Our proposed architecture is based on distributed controller clustering in SDN that consists of two different types of controllers; an open source and commercial based controllers. Both types of controllers having different SDN networks. Each controller is setup within a cluster of three nodes; the controllers in the each cluster are configured in active mode with one of the controllers acting as the primary controller as shown in Fig 3. The mode provides load balancing and sharing; and network consistency among the entire cluster. In our proposed architecture, when a primary controller fails then any other controller among the cluster becomes the primary controller based on a predefined priority configuration, thus ensuring a highly available of SDN architecture. The proposed architecture is designed and implemented using ONOS and HP VAN SDN controllers configured on Amazon EC2 cloud servers. ONOS and HP VAN SDN controllers are installed and configured on different sets of three Amazon EC2 cloud servers. All servers are running Ubuntu server.
In order to evaluate our proposed clustered distributed controller architecture. We conducted two experiments. The first experiment focuses on latency and the second experiment is carried out to capture the number of dropped packets (i.e. packet loss). In this section, an experimental step that includes tools and tests configuration for both experiments are detailed.
In this section, we have evaluated our proposed architecture and discussed its output results in detail. The tests measure the latency and packet loss using the normally distributed controller architecture and the proposed controller clustering architecture in SDN. The controller flow setup delay (latency) test for HP VAN SDN and ONOS controllers are carried out to measure the time taken by the controllers to setup a flow under distributed controller architecture and the proposed controller clustering.

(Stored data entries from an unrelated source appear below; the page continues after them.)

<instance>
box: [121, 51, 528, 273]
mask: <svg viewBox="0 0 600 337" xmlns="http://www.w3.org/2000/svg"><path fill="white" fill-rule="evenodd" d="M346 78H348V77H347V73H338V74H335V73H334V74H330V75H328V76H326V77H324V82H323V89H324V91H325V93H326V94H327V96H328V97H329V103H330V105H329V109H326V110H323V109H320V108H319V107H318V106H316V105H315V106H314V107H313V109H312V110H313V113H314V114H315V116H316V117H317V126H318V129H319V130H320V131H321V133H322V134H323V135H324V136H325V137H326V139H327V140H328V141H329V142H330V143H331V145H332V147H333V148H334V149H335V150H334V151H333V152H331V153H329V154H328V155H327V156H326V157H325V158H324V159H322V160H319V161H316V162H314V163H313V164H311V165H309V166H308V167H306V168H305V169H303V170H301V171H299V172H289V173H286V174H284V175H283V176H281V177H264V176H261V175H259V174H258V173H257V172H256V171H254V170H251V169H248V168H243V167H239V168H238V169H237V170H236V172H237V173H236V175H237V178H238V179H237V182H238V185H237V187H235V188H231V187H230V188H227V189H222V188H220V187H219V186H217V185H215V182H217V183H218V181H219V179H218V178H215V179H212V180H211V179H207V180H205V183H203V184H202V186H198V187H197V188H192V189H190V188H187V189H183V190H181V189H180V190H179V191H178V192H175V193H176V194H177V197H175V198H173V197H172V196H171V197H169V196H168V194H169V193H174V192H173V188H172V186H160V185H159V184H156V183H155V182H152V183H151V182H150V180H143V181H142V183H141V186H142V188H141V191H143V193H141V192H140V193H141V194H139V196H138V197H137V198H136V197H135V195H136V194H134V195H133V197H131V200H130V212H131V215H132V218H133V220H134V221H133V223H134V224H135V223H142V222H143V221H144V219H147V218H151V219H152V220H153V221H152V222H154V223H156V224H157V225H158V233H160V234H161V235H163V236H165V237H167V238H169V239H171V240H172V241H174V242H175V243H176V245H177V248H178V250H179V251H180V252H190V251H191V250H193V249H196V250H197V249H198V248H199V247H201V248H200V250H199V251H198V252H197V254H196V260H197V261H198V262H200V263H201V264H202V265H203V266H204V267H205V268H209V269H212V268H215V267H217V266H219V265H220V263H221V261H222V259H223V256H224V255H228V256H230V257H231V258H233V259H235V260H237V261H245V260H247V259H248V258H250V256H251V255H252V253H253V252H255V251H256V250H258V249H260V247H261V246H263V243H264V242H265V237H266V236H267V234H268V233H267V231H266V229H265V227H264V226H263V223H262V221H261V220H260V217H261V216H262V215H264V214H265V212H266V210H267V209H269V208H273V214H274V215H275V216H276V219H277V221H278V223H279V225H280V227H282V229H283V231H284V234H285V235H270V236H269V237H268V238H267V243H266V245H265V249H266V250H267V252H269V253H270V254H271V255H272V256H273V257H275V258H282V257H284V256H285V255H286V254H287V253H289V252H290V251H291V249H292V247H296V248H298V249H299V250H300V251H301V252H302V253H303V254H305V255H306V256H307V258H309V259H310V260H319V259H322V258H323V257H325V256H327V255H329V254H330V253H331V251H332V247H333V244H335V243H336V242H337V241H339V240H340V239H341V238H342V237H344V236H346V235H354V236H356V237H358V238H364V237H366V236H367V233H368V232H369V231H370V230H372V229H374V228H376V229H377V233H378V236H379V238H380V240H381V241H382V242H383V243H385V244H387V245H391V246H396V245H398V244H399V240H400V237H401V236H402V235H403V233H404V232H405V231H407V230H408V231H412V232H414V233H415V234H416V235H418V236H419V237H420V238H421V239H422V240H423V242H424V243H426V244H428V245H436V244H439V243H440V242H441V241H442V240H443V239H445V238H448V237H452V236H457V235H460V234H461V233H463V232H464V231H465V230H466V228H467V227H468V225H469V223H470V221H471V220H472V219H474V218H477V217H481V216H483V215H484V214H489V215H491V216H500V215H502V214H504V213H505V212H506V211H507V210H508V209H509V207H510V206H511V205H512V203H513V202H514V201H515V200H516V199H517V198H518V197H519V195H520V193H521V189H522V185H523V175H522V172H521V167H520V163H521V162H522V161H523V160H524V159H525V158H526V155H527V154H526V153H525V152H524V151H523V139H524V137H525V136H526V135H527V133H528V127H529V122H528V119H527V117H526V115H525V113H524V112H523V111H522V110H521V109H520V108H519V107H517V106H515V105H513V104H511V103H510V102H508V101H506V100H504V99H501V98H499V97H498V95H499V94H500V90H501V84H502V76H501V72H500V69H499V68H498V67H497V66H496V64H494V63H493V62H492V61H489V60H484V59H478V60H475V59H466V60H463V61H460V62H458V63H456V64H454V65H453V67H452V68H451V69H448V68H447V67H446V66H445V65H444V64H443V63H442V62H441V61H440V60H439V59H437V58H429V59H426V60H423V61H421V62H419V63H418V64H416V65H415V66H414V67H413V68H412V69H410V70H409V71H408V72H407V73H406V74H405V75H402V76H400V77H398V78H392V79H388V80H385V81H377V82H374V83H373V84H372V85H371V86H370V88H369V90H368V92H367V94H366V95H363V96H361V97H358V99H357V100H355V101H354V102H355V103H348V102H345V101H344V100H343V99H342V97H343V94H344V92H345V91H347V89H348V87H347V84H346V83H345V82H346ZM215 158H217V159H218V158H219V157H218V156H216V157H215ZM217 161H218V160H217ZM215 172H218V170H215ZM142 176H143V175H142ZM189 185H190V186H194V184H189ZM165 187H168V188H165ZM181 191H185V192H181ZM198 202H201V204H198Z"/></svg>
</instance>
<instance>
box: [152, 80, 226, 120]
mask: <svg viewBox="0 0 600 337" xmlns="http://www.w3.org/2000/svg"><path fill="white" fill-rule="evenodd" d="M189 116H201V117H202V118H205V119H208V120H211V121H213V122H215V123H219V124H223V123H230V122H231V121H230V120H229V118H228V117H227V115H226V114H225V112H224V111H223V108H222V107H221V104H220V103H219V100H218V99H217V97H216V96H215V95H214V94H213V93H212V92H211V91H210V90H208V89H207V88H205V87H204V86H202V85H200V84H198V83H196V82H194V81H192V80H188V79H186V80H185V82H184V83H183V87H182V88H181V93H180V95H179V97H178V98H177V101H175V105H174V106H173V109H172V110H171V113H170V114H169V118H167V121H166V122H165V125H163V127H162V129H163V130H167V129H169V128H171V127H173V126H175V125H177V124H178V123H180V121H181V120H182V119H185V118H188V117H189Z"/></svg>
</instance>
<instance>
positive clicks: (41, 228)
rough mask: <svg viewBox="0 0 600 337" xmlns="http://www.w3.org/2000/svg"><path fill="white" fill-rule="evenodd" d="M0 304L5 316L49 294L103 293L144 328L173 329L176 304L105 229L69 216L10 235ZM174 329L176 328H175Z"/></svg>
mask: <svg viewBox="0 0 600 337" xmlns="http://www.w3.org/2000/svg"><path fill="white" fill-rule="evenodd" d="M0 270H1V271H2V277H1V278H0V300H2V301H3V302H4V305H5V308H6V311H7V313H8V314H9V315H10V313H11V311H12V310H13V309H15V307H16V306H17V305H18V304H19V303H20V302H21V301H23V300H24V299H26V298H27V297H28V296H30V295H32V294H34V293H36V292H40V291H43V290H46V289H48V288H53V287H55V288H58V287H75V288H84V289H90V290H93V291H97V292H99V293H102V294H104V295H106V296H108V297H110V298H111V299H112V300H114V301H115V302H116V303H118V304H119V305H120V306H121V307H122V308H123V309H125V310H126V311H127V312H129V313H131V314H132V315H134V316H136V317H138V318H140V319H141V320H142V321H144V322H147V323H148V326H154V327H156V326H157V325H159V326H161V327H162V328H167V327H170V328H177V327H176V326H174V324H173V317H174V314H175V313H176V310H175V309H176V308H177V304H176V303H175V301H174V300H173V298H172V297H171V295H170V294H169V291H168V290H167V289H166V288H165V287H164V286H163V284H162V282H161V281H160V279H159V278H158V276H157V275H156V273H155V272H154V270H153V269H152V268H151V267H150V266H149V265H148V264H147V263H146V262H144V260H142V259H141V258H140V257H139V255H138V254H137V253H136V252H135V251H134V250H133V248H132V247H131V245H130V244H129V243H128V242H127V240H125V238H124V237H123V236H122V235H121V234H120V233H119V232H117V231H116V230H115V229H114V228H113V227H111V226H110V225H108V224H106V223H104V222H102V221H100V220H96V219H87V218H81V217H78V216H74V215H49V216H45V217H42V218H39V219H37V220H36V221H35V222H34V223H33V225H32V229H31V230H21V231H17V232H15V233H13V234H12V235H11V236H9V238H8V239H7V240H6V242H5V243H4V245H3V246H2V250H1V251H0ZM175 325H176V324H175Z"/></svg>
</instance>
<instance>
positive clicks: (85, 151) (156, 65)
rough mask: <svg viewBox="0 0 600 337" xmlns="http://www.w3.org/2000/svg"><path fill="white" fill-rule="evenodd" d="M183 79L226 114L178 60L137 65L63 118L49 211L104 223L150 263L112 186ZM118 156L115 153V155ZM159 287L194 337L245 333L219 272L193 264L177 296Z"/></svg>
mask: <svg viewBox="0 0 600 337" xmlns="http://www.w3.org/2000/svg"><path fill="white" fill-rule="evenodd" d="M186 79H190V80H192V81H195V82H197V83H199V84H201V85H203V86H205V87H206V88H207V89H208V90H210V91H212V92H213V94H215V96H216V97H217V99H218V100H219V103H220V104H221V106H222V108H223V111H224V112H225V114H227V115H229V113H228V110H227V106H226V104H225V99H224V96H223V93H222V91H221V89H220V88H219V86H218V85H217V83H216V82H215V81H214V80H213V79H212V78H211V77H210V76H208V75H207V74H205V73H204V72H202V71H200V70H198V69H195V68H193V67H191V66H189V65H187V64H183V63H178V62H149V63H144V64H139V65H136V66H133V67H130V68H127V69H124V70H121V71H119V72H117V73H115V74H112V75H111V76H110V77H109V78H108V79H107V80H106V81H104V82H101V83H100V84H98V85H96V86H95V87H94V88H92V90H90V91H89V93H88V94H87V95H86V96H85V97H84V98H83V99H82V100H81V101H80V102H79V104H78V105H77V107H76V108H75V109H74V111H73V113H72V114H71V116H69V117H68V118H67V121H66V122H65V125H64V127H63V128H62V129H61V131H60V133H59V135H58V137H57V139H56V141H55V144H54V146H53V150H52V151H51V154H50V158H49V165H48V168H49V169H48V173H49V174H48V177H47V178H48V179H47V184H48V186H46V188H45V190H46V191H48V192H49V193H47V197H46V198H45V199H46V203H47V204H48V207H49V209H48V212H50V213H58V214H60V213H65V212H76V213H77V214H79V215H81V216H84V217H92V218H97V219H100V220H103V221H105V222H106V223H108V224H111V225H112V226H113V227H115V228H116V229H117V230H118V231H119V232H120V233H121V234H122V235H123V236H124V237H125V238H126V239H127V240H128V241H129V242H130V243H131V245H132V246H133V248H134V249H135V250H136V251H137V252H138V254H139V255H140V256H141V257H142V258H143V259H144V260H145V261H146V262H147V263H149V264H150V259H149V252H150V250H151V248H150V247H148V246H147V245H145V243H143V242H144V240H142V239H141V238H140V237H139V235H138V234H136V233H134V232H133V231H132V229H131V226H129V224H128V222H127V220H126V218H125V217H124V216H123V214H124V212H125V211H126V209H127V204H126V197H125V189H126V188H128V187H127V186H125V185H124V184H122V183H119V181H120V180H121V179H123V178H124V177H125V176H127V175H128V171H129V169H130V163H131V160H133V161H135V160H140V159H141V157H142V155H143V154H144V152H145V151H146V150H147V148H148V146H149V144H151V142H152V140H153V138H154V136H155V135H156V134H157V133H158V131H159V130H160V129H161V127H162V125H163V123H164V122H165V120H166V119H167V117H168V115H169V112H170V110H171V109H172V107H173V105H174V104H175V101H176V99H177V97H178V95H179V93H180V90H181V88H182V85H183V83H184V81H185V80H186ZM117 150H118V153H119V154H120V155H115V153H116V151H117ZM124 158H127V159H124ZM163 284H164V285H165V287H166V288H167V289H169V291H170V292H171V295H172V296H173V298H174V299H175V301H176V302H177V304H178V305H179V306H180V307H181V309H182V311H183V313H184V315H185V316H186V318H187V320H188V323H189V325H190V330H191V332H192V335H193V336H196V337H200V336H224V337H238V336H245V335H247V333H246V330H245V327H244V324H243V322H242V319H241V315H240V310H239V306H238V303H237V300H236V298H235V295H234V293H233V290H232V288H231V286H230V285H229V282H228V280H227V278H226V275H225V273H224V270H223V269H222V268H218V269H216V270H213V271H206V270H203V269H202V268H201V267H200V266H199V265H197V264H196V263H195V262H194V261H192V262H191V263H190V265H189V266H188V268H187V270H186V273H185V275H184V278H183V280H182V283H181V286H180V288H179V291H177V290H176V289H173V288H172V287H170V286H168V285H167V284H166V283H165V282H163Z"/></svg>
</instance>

In this paper, we propose a distributed controller clustering mechanism in SDNs. Multiple distributed prominent controllers have been configured in a cluster of three nodes in both active and reactive mode. The controller cluster is placed using the capacitated controller placement algorithm. The emulation of the proposed clustering mechanism shows promising results. The result shows that the proposed distributed controller clustering mechanism is able to significantly reduce the average latency from 8.1% to 1.6%, the packet loss from 5.22% to 4.15%, compared to distributed controller without clustering running on HP Virtual Application Network (VAN) SDN and Open Network Operating System (ONOS) controllers respectively. The result shows that the proposed distributed controller clustering outperforms the existing distributed controller without clustering in terms of latency, and packet loss with reasonable CPU utilization. In future, we consider more rigorous experimentation of diverse SDN commercial controller with different metrics such as flow setup rate (throughput), the number of nodes in the cluster and various others. Moreover, this research work can be extended to be implemented in commercial SDN-based cloud diverse data-centers infra-structures.